I have a matrix:
mat = [ 2009 3 ;
2010 2 ] ;
I need to repeat the Col1 as per Col2. The solution at Repeat copies of array elements: Run-length decoding in MATLAB is helpful. However, my main problem is to then increment the years according, as in:
Ansmat = [ 2009 3
2010 3
2011 3
2010 2
2011 2 ] ;
I want to avoid a for loop here. Thanks for your help! This would be a great help!
You can first replicate your matrix using my vectorized answer to the previous question:
>> mat = [2009 3; 2010 2];
>> index = zeros(1, sum(mat(:, 2)));
>> index([1; cumsum(mat(1:end-1, 2))+1]) = 1;
>> Ansmat = mat(cumsum(index), :)
Ansmat =
2009 3
2009 3
2009 3
2010 2
2010 2
Next, you can create a column vector of offsets to add to the dates in the first column. Here's how you can do this in a vectorized way.
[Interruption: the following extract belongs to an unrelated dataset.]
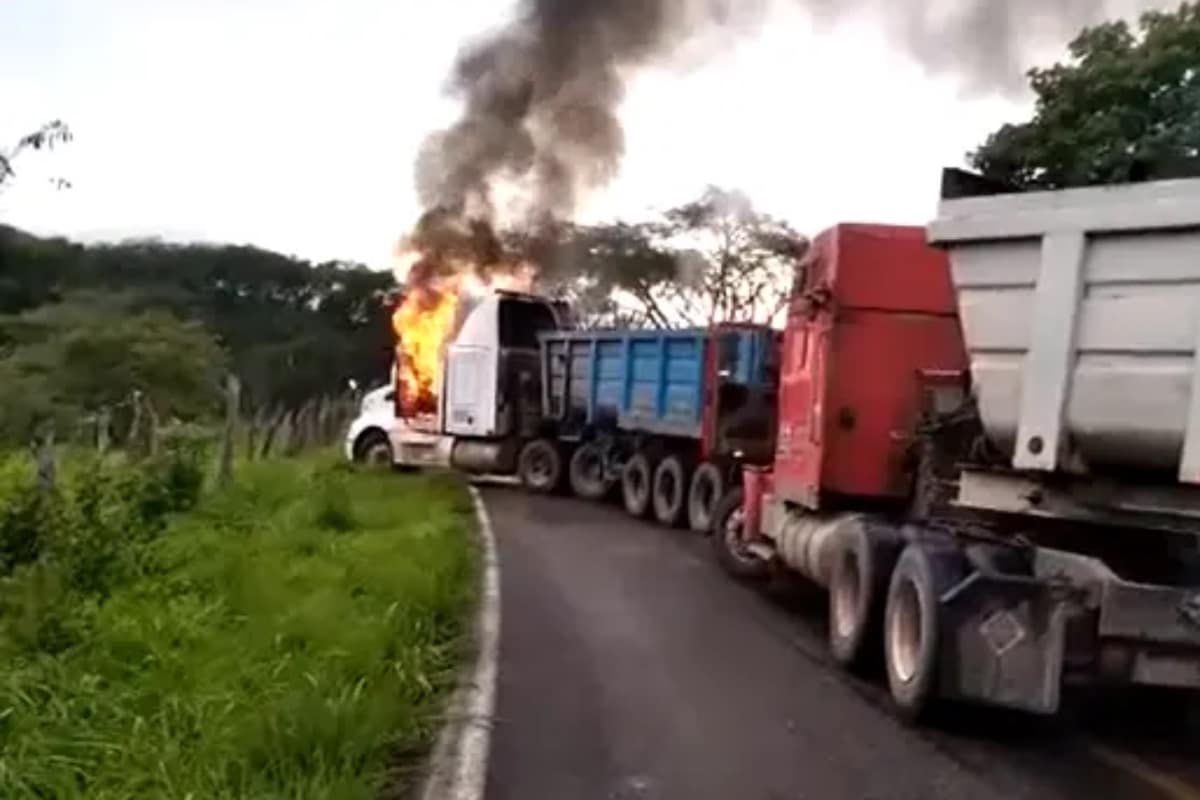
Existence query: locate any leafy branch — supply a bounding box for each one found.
[0,120,73,190]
>> offset = ones(size(Ansmat, 1), 1);
>> offset([1; cumsum(mat(1:end-1, 2))+1]) = [0; 1-mat(1:end-1, 2)];
>> Ansmat(:, 1) = Ansmat(:, 1)+cumsum(offset)
Ansmat =
2009 3
2010 3
2011 3
2010 2
2011 2
I'm not sure if there is a way to do this without a loop since this is a somewhat obscure operation we're performing. If I understand your algorithm correctly here are two methods that use a single for loop:
B = zeros(sum(A(:,2)), 2);
counter = 1;
for i = 1:size(A,2)
n = A(i,2);
B(counter:counter+n-1,1) = A(i,1)+(0:n-1)';
B(counter:counter+n-1,2) = n;
counter = counter+n;
end
You could do away with the preallocate. If the counter variable is confusing then you could check out this one which appends the matrix B every iteration but needs an inital starting-case instead.
n = A(1,2);
B = [A(1,1)+(0:n-1)', n*ones(n,1)];
for i = 2:size(A,2)
n = A(i,2);
B = [B; A(i,1)+(0:n-1)', n*ones(n,1)];
end
incr = (0 : max(mat(:, 2)))';
incr = [incr, 0 * incr];
Ansmat = [];
for k = 1 : size(mat, 1)
Ansmat = cat(1, Ansmat, repmat(mat(k, :), mat(k, 2), 1) + incr(1 : mat(k, 2), :));
end
But if the expected size of matrix Ansmat is large, the first solution of GummiV will be faster.